Valve problems are graded on a scale of mild, moderate, and severe. Valve issues don’t cause symptoms until they are severe. So if you’re going back over your old echocardiogram to see whether you have any of those symptoms, keep in mind that mild or moderate valve disease doesn’t require any intervention other than serial monitoring with echocardiograms.
There are specific criteria for echocardiogram parameters that differ based on different valve issues that suggest subclinical decompensation which would have us recommend a valve intervention before symptoms develop.
Lifespan of these valves is approximately 10 years, although there is considerable inter-individual variation in how long they last. For aortic stenosis, we can generally do a second transcatheter procedure, but more than that starts to get dicey. So if your life expectancy is longer than 20 years, it may actually be better to do a surgical procedure and get a metal valve placed that lasts forever. Each case is different and these general guidelines can’t be specifically extrapolated to any individual patient.

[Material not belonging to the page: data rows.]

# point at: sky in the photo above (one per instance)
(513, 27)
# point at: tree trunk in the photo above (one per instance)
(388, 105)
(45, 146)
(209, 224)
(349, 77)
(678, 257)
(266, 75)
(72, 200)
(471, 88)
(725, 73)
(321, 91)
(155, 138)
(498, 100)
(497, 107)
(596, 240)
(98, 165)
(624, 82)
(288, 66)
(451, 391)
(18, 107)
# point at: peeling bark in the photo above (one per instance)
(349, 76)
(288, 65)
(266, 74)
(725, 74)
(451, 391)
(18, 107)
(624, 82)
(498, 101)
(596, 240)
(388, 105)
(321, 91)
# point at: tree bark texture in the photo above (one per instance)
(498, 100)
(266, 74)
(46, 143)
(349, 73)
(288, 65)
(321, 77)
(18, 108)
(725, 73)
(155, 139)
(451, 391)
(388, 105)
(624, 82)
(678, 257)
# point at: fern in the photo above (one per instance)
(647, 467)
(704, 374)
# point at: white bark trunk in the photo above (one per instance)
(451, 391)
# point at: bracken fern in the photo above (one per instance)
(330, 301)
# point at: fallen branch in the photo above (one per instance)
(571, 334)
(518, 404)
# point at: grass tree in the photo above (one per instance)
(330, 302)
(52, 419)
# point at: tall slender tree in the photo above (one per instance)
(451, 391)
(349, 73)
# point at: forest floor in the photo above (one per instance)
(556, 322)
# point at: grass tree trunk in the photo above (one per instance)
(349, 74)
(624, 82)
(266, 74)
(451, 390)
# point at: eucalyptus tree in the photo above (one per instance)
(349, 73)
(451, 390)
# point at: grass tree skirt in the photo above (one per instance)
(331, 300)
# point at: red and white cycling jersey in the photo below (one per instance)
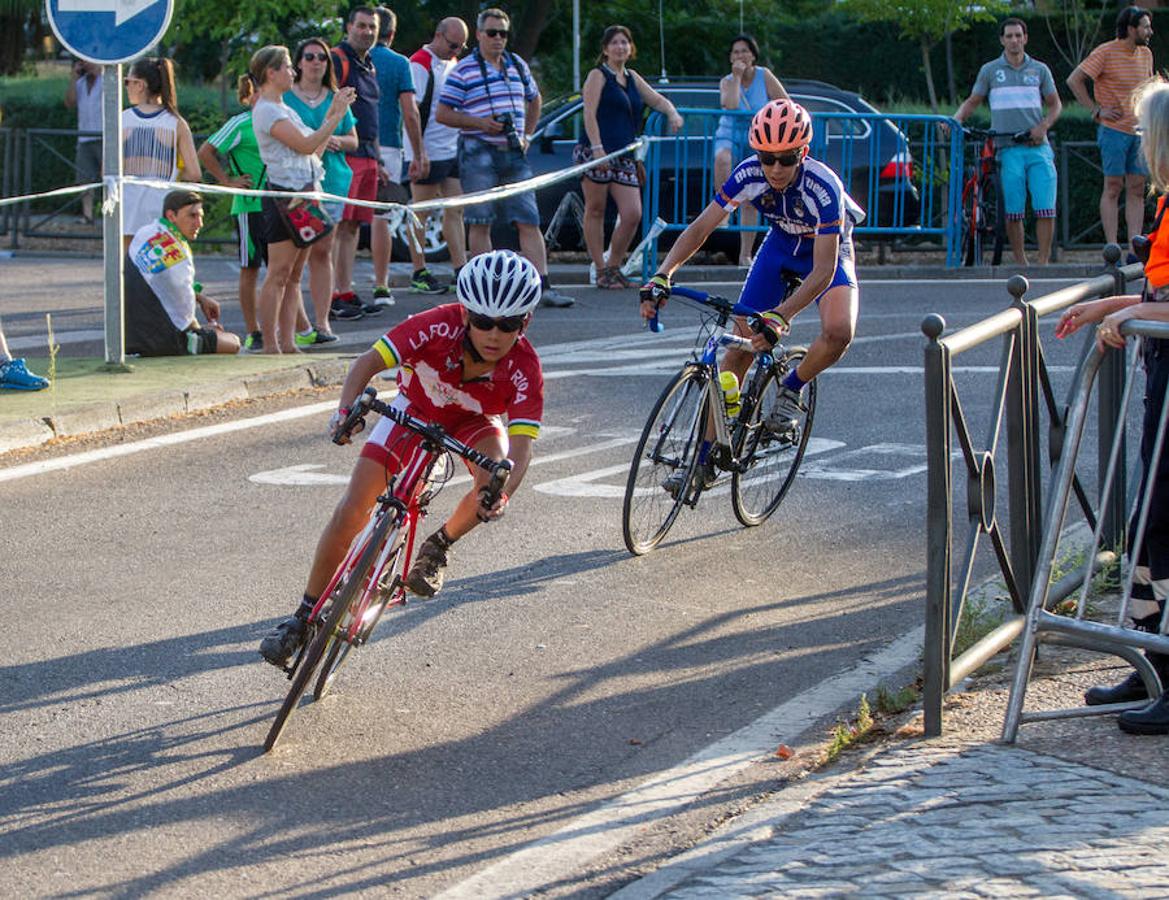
(428, 351)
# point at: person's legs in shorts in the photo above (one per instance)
(1012, 165)
(478, 172)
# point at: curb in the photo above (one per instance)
(103, 416)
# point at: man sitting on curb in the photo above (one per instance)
(14, 375)
(161, 291)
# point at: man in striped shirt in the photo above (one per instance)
(1116, 69)
(1023, 102)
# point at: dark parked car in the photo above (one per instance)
(848, 145)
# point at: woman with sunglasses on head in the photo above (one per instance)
(747, 88)
(811, 217)
(289, 150)
(613, 99)
(463, 366)
(156, 142)
(313, 89)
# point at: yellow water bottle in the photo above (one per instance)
(730, 385)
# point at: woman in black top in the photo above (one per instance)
(614, 97)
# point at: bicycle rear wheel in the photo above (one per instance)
(773, 461)
(662, 472)
(338, 652)
(344, 595)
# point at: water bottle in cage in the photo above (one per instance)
(730, 385)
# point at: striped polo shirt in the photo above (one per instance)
(504, 90)
(1015, 94)
(1116, 71)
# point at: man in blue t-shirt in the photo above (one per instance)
(396, 108)
(1023, 98)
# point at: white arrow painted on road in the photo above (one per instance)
(123, 9)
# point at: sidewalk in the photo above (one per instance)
(83, 397)
(1076, 808)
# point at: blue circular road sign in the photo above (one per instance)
(109, 32)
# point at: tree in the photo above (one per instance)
(927, 22)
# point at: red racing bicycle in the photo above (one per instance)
(371, 577)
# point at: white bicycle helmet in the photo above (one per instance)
(498, 283)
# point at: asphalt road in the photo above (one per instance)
(552, 676)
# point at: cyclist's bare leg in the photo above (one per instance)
(352, 512)
(837, 325)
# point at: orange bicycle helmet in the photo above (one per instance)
(780, 125)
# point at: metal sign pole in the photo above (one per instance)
(111, 221)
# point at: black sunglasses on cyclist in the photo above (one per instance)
(787, 159)
(507, 324)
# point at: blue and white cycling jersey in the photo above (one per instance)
(814, 203)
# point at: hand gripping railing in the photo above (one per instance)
(1023, 393)
(1074, 630)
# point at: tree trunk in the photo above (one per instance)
(929, 75)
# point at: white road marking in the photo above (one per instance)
(303, 473)
(156, 443)
(555, 858)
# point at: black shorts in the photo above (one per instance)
(440, 171)
(249, 228)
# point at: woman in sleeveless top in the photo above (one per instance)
(613, 97)
(748, 88)
(156, 143)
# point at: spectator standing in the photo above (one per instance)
(429, 67)
(161, 291)
(396, 109)
(1150, 579)
(235, 143)
(613, 98)
(1116, 69)
(748, 87)
(156, 139)
(354, 69)
(492, 98)
(84, 95)
(1023, 98)
(14, 374)
(289, 150)
(312, 92)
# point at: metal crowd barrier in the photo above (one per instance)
(1023, 394)
(897, 166)
(1039, 622)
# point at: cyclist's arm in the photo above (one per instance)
(693, 237)
(361, 372)
(824, 255)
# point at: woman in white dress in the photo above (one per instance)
(156, 142)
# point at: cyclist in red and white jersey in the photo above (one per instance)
(463, 366)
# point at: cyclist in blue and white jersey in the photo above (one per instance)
(811, 220)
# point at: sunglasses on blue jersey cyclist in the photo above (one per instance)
(787, 159)
(507, 324)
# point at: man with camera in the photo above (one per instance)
(1024, 104)
(491, 97)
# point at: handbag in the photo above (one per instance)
(305, 220)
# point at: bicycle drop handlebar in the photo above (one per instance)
(367, 402)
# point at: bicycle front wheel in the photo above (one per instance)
(344, 596)
(770, 461)
(661, 477)
(388, 585)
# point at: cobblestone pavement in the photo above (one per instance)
(957, 819)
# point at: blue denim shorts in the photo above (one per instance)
(1028, 170)
(1120, 152)
(483, 166)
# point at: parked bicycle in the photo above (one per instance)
(983, 219)
(371, 576)
(761, 462)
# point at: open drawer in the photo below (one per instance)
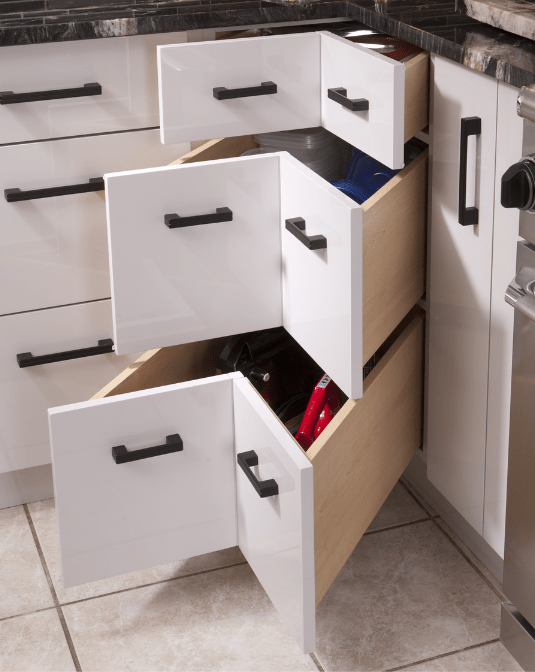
(192, 496)
(246, 270)
(263, 84)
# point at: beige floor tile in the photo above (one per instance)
(398, 508)
(222, 620)
(477, 562)
(23, 585)
(488, 658)
(34, 642)
(404, 595)
(44, 519)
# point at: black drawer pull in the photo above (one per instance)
(264, 488)
(10, 98)
(265, 88)
(220, 215)
(25, 359)
(339, 96)
(15, 195)
(297, 226)
(469, 126)
(173, 444)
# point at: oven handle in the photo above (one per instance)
(521, 292)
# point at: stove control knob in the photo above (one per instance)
(518, 186)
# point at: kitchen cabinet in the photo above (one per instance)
(297, 537)
(469, 327)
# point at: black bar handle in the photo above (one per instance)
(339, 96)
(25, 359)
(265, 88)
(267, 488)
(469, 126)
(220, 215)
(173, 444)
(10, 98)
(297, 226)
(16, 195)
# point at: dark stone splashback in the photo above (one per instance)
(434, 25)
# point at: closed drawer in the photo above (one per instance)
(185, 284)
(198, 499)
(264, 84)
(124, 68)
(53, 250)
(27, 393)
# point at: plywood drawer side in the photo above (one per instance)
(363, 452)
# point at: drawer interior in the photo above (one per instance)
(359, 457)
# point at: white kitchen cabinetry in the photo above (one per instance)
(54, 250)
(469, 328)
(124, 68)
(214, 89)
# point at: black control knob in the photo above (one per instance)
(518, 186)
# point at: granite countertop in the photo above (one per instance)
(434, 25)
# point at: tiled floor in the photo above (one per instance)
(410, 597)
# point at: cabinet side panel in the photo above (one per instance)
(460, 262)
(508, 151)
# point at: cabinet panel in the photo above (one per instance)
(322, 289)
(129, 97)
(54, 251)
(378, 131)
(180, 285)
(189, 73)
(508, 151)
(118, 518)
(26, 394)
(460, 259)
(276, 534)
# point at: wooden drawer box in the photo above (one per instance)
(200, 282)
(117, 518)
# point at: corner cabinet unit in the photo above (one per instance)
(184, 462)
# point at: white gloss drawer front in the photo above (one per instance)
(212, 249)
(77, 88)
(256, 85)
(53, 240)
(49, 357)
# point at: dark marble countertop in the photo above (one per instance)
(434, 25)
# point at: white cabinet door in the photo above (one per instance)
(276, 533)
(377, 79)
(322, 288)
(54, 250)
(27, 393)
(118, 518)
(189, 73)
(460, 262)
(125, 68)
(194, 282)
(181, 285)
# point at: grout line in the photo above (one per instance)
(26, 613)
(395, 527)
(432, 516)
(316, 662)
(469, 560)
(442, 655)
(59, 610)
(154, 583)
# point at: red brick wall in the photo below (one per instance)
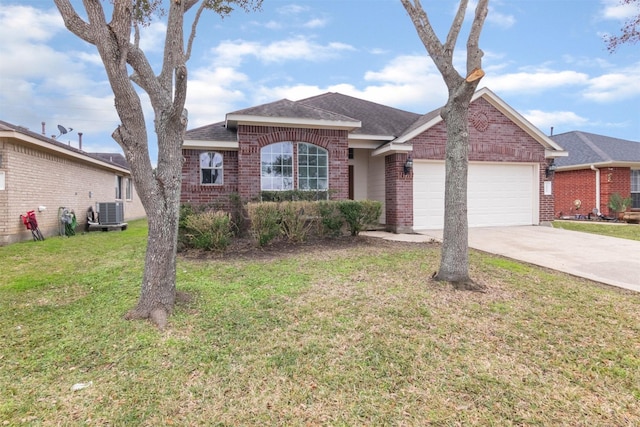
(399, 194)
(576, 185)
(252, 138)
(214, 195)
(241, 168)
(494, 138)
(581, 184)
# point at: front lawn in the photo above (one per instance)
(613, 229)
(353, 333)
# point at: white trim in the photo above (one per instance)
(392, 149)
(241, 119)
(201, 144)
(371, 145)
(14, 134)
(380, 138)
(600, 165)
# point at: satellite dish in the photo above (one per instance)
(63, 130)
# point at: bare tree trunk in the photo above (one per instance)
(455, 255)
(454, 264)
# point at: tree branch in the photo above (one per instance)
(456, 25)
(474, 53)
(73, 22)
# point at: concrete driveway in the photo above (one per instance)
(603, 259)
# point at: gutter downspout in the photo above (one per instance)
(593, 168)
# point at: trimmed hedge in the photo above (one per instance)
(297, 221)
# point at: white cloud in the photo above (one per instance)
(315, 23)
(535, 81)
(615, 10)
(231, 53)
(213, 93)
(613, 87)
(544, 120)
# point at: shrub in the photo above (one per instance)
(297, 219)
(360, 214)
(294, 195)
(265, 221)
(331, 219)
(208, 230)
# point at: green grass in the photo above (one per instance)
(352, 335)
(621, 230)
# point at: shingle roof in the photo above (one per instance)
(213, 132)
(588, 148)
(377, 119)
(115, 159)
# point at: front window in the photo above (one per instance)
(128, 189)
(635, 188)
(277, 167)
(312, 167)
(118, 187)
(211, 168)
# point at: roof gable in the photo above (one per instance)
(588, 148)
(291, 113)
(377, 119)
(432, 118)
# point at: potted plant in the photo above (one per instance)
(619, 204)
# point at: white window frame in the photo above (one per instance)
(118, 187)
(635, 188)
(214, 162)
(128, 189)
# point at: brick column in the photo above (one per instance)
(399, 194)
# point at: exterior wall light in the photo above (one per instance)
(408, 165)
(550, 169)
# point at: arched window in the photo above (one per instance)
(211, 168)
(277, 167)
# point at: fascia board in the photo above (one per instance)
(600, 165)
(200, 144)
(236, 119)
(417, 131)
(392, 149)
(12, 134)
(549, 154)
(517, 118)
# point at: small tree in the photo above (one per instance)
(118, 43)
(454, 264)
(630, 31)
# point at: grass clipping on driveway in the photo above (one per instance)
(349, 334)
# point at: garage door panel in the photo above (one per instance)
(497, 195)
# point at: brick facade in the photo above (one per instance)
(493, 137)
(399, 194)
(241, 169)
(581, 185)
(35, 177)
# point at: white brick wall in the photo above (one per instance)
(34, 177)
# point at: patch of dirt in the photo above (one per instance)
(247, 249)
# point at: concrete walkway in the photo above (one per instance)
(607, 260)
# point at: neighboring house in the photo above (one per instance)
(38, 172)
(359, 150)
(597, 167)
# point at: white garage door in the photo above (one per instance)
(498, 195)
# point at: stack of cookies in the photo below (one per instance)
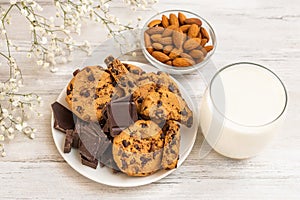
(127, 119)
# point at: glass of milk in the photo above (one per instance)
(242, 109)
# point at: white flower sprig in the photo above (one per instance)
(51, 43)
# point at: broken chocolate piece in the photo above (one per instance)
(64, 118)
(76, 139)
(89, 163)
(121, 113)
(68, 141)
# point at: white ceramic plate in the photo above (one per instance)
(104, 175)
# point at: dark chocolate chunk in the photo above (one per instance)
(76, 72)
(125, 143)
(76, 139)
(89, 163)
(68, 141)
(121, 113)
(91, 77)
(64, 118)
(85, 93)
(124, 164)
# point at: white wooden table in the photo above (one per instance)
(266, 32)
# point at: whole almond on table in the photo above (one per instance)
(183, 62)
(193, 21)
(193, 31)
(173, 20)
(181, 18)
(191, 44)
(160, 56)
(178, 38)
(164, 21)
(154, 23)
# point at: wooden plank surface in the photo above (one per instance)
(266, 32)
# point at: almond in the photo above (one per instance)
(203, 42)
(199, 60)
(208, 48)
(155, 30)
(169, 62)
(174, 20)
(204, 33)
(185, 55)
(156, 37)
(167, 49)
(160, 56)
(193, 31)
(165, 21)
(196, 53)
(150, 49)
(147, 40)
(193, 21)
(181, 18)
(154, 23)
(183, 62)
(192, 43)
(185, 28)
(172, 27)
(167, 32)
(165, 40)
(175, 53)
(178, 38)
(157, 46)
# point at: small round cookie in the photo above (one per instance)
(89, 91)
(137, 150)
(164, 105)
(135, 71)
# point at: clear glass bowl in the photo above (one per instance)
(173, 69)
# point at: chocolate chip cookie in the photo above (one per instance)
(137, 150)
(124, 80)
(164, 105)
(89, 91)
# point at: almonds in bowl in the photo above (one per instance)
(178, 41)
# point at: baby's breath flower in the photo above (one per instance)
(52, 43)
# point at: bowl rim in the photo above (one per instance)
(200, 65)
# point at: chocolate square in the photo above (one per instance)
(64, 118)
(68, 141)
(120, 114)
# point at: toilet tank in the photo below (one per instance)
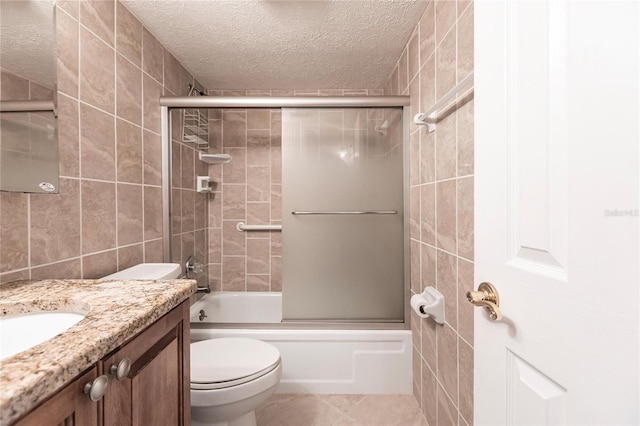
(148, 271)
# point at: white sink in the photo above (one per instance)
(22, 331)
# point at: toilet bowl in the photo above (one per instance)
(230, 378)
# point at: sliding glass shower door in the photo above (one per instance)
(343, 256)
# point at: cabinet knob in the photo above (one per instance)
(121, 370)
(97, 388)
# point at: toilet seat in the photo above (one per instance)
(230, 361)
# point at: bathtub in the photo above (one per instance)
(318, 361)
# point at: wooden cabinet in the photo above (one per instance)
(154, 390)
(68, 407)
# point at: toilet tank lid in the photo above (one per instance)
(148, 271)
(230, 358)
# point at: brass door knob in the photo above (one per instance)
(487, 297)
(96, 389)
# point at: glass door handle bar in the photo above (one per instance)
(349, 212)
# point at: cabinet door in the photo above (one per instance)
(155, 391)
(69, 407)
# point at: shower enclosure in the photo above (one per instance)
(344, 184)
(343, 215)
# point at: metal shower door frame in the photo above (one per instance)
(168, 103)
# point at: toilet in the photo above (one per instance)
(230, 377)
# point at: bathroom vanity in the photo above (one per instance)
(126, 362)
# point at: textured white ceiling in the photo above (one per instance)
(27, 40)
(273, 44)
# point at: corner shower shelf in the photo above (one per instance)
(195, 128)
(214, 158)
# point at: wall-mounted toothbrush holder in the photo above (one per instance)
(429, 303)
(203, 184)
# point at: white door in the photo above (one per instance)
(557, 145)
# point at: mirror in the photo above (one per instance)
(28, 126)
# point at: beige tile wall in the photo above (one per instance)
(108, 215)
(249, 190)
(439, 54)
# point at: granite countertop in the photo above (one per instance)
(115, 312)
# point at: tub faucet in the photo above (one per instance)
(204, 289)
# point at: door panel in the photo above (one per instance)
(556, 190)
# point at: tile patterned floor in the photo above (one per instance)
(340, 410)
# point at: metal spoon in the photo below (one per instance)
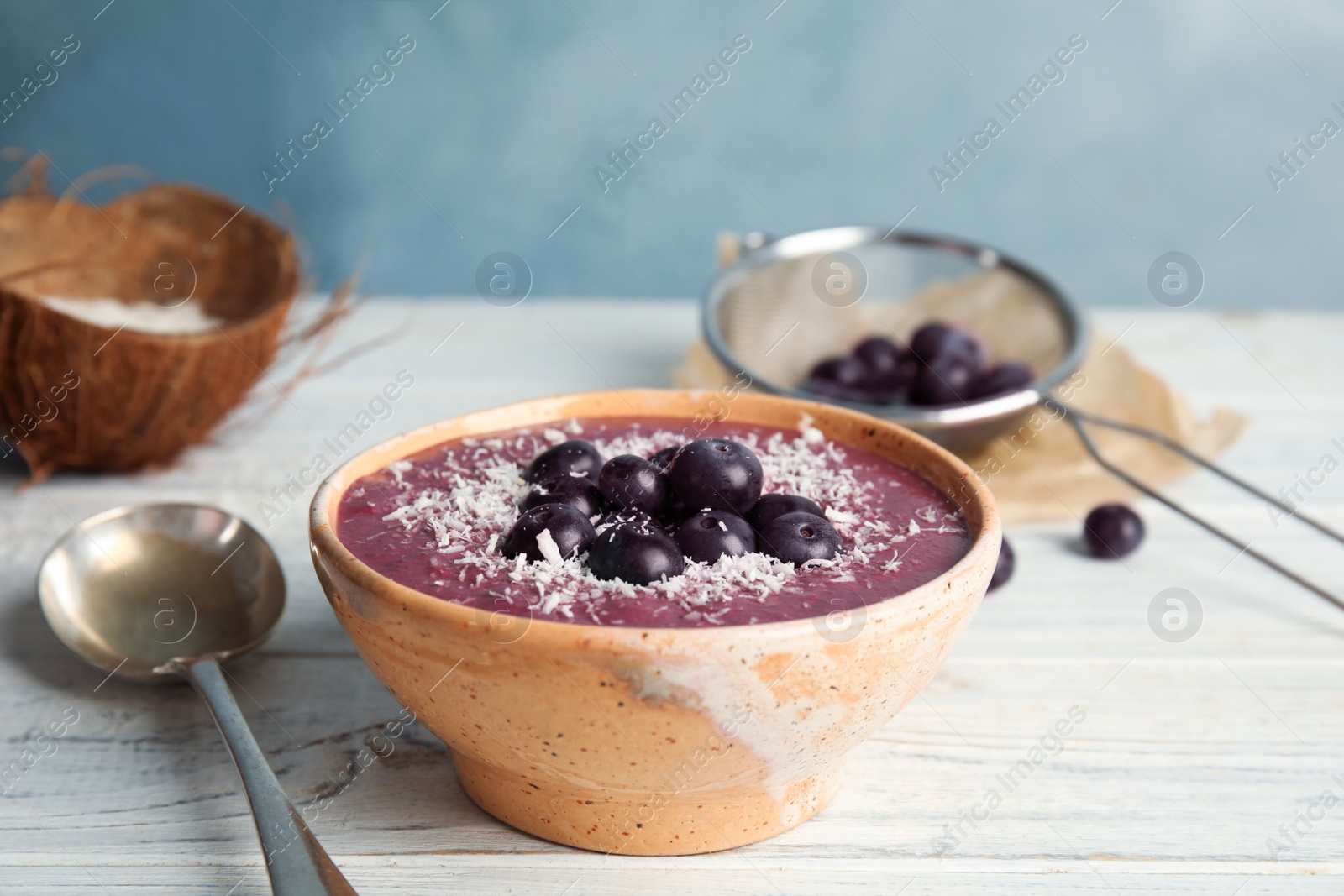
(176, 589)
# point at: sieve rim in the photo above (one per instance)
(924, 418)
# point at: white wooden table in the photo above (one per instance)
(1189, 759)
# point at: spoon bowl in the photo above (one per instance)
(165, 590)
(136, 587)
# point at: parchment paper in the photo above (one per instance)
(1041, 472)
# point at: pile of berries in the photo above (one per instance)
(944, 364)
(699, 501)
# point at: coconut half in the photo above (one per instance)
(87, 389)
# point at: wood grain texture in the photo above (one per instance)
(1189, 758)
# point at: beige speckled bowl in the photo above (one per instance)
(656, 741)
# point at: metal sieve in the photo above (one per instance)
(790, 302)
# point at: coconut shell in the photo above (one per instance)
(74, 394)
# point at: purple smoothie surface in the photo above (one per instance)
(433, 523)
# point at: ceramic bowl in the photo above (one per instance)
(656, 741)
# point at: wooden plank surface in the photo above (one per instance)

The stroke difference doesn’t make sense for a few reasons. First, there’s no real mechanism by which untreated severe aortic stenosis should cause a stroke. The TAVR procedure itself can cause a stroke (by dislodging calcium from the native aortic valve when the new valve is put into place), but untreated valve disease shouldn’t increase that risk. The other mechanism I can think of is if untreated valve disease increases the risk of atrial fibrillation (which increases stroke risk), but those numbers weren’t any different. So I think it’s likely that this difference is due to chance.